Muero sin ver tus montañas
¡Oh patria! donde mi cuna
Se meció bajo los bosques
Que no cubrirán mi tumba.


Mientras sonaba el canto, las luces del féretro hacían brillar las lágrimas que rodaban por los rostros medio embozados de las esclavas, y yo procuraba inútilmente ocultarles las mías.

La cuadrilla se retiró, y solamente quedaron unas pocas mujeres que debían turnarse para orar toda la noche, y dos hombres para que preparasen las andas en que la muerta debía ser conducida al pueblo.

Estaba muy avanzada la noche cuando logré que Juan Ángel se durmiera rendido por su dolor. Me retiré luego a mi cuarto; pero el rumor de las voces de las mujeres qué rezaban y el golpe de los machetes de los esclavos que preparaban la parihuela de guaduas, me despertaban cada vez que había conciliado el sueño.

A las cuatro, Juan Ángel dormía aún. Los ocho esclavos que conducían el cadáver, y yo, nos pusimos en marcha. Había dado orden al mayordomo Higinio para que hiciera al negrito esperarme en casa, por evitarle el lance terrible de despedirse de su madre.

Ninguno de los que acompañábamos a Feliciana pronunció una sola palabra durante el viaje. Los campesinos que conduciendo víveres al mercado nos dieron alcance, extrañaban aquel silencio, por ser costumbre entre los aldeanos del país el entregarse a una repugnante orgía en las noches que ellos llaman de velorio, noches en las cuales los parientes y vecinos del que ha muerto se reúnen en la casa de los dolientes, so pretexto de rezar por el difunto.

Una vez que las oraciones y misa mortuorias se terminaron, nos dirigimos con el cadáver al cementerio. Ya la fosa estaba acabada. Al pasar con él bajo la portada del campo santo, Juan Ángel, que había burlado la vigilancia de Higinio para correr en busca de su madre, nos dio alcance.

Colocado el ataúd en el borde de la huesa, se abrazó de él como para impedir que se lo ocultasen. Fue necesario acercarme a él y decirle, mientras lo acariciaba enjugándole las lágrimas:

-No es tu madre ésa que ves ahí; ella está en el cielo, y Dios no puede perdonarte esa desesperación.

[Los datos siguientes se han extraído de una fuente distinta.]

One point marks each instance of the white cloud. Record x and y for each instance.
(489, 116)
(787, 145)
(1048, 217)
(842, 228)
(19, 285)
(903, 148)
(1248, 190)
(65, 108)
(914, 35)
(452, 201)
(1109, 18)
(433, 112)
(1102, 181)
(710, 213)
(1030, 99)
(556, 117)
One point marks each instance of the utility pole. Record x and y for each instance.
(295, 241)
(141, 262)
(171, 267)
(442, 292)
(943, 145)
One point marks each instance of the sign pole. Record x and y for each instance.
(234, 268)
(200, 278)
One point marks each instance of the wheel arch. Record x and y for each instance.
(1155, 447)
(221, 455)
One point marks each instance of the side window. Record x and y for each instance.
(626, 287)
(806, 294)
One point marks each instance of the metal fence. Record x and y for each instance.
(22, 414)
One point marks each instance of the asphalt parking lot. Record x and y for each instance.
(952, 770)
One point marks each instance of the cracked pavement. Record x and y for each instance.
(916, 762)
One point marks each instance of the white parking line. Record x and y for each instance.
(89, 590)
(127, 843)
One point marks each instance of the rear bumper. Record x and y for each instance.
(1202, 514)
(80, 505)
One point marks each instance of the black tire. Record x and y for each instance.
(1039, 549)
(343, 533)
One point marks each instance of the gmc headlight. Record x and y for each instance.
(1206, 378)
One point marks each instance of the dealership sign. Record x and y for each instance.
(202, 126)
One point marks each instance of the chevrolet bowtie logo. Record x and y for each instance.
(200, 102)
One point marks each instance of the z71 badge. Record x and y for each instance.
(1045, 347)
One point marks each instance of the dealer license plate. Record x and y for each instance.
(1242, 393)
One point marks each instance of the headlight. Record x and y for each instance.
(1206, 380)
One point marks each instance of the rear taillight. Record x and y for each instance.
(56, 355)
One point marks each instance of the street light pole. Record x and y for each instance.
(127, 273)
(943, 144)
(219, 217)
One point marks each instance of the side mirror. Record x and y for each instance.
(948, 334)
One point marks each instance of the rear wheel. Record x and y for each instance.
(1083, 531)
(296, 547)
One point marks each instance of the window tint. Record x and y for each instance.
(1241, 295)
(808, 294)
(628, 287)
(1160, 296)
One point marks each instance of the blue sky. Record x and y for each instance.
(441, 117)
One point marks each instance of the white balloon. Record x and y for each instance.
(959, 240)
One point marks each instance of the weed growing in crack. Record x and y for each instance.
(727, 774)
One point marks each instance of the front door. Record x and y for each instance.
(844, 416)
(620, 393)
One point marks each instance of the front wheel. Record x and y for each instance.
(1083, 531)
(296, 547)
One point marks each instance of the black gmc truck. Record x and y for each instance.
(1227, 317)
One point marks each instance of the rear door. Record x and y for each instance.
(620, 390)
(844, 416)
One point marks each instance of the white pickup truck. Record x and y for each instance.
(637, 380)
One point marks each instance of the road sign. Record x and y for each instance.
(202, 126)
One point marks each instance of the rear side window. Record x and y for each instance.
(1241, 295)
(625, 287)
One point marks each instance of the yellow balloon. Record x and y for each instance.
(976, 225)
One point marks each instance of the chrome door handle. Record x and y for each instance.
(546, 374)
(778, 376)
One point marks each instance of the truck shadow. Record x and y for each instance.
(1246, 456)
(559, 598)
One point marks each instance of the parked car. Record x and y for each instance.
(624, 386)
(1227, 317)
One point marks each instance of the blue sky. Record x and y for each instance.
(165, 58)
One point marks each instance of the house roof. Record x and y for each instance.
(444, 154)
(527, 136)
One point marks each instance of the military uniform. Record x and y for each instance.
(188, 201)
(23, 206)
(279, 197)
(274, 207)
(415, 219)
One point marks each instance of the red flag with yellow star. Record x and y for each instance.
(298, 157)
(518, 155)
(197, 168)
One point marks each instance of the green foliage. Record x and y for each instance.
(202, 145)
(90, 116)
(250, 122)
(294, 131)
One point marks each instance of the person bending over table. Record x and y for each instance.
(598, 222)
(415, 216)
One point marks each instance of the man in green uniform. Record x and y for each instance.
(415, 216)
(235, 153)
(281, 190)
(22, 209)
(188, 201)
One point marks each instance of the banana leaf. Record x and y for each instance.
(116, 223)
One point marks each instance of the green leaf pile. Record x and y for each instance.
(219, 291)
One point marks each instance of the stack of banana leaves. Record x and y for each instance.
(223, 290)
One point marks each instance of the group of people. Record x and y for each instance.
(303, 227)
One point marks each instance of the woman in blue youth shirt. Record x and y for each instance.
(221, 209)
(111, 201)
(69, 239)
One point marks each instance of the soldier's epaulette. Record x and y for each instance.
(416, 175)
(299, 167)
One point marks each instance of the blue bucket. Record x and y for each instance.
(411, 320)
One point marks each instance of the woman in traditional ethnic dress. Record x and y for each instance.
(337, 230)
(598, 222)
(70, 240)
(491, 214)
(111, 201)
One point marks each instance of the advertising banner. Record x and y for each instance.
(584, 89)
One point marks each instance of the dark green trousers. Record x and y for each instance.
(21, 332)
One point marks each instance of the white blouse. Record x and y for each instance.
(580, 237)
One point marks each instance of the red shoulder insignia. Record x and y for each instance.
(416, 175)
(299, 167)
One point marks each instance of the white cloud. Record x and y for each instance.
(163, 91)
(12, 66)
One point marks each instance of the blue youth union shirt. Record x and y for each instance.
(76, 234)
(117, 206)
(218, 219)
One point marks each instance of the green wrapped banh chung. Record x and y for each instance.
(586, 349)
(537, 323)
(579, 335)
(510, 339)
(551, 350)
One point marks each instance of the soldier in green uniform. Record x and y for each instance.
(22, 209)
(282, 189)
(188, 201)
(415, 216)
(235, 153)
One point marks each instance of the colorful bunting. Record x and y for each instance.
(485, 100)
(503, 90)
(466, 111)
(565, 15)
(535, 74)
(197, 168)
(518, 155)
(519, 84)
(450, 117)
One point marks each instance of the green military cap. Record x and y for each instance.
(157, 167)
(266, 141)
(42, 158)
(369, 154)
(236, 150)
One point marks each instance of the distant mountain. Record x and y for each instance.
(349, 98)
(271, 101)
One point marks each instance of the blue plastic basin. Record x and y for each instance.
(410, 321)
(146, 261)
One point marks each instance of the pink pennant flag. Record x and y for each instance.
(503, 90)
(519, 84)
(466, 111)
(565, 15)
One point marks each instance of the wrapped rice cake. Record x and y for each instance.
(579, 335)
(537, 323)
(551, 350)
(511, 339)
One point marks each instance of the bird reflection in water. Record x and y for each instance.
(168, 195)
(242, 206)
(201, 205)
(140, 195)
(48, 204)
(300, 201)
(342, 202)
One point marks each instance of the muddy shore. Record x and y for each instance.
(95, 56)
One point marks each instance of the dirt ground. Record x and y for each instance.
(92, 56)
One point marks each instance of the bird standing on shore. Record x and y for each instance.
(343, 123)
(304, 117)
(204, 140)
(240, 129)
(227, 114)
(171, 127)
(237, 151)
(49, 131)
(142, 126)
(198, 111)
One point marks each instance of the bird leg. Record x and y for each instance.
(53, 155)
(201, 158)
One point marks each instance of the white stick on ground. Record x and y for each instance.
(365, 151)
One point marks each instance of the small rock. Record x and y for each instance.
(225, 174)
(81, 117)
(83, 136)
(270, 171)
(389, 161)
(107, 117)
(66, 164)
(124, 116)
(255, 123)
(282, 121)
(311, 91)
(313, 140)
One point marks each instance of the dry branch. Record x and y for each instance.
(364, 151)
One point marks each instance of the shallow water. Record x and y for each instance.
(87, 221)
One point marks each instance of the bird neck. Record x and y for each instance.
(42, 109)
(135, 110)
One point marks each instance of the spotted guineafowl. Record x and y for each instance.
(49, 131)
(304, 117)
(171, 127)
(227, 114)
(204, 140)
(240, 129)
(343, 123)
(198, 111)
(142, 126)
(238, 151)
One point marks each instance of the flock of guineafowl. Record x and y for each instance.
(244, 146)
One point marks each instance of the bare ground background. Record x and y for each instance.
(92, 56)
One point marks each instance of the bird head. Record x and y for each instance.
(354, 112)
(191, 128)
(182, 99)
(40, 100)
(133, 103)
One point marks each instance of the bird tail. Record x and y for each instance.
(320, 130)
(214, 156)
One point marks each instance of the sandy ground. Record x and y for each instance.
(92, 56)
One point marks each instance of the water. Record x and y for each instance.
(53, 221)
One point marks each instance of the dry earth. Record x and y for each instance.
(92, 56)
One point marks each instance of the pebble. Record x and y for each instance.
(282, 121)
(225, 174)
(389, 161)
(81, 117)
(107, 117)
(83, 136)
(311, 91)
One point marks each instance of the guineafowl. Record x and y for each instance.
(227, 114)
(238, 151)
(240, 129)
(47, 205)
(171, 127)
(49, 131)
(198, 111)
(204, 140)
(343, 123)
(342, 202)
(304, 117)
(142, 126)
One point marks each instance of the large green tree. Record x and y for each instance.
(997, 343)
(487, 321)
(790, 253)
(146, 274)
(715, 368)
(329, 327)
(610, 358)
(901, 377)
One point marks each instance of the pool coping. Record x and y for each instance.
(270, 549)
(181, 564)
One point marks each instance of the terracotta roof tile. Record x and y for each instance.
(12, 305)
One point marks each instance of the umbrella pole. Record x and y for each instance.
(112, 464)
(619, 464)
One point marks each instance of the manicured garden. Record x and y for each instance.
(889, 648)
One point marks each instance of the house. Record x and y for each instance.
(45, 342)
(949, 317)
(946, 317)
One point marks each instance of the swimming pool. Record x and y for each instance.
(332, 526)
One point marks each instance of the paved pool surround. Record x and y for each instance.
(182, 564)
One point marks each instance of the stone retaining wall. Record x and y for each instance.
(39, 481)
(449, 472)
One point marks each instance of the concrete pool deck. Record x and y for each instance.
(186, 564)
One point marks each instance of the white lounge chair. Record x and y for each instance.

-¡Me dejó sólo! ¡me dejó solo! -repetía el infeliz.

-No, no -le respondí-: aquí estoy yo, que te he querido y te querré siempre mucho: te quedan María, mi madre, Emma... y todas te servirán de madres.

El ataúd estaba ya en el fondo de la fosa: uno de los esclavos le echó encima la primera palada de tierra. Juan Ángel, abalanzándose casi colérico hacia él, le cogió a dos manos la pala, movimiento que nos llenó de penoso estupor a todos.

A las tres de la tarde del mismo día, dejando una cruz sobre la tumba de Nay, nos dirigimos su hijo y yo a la hacienda de la sierra.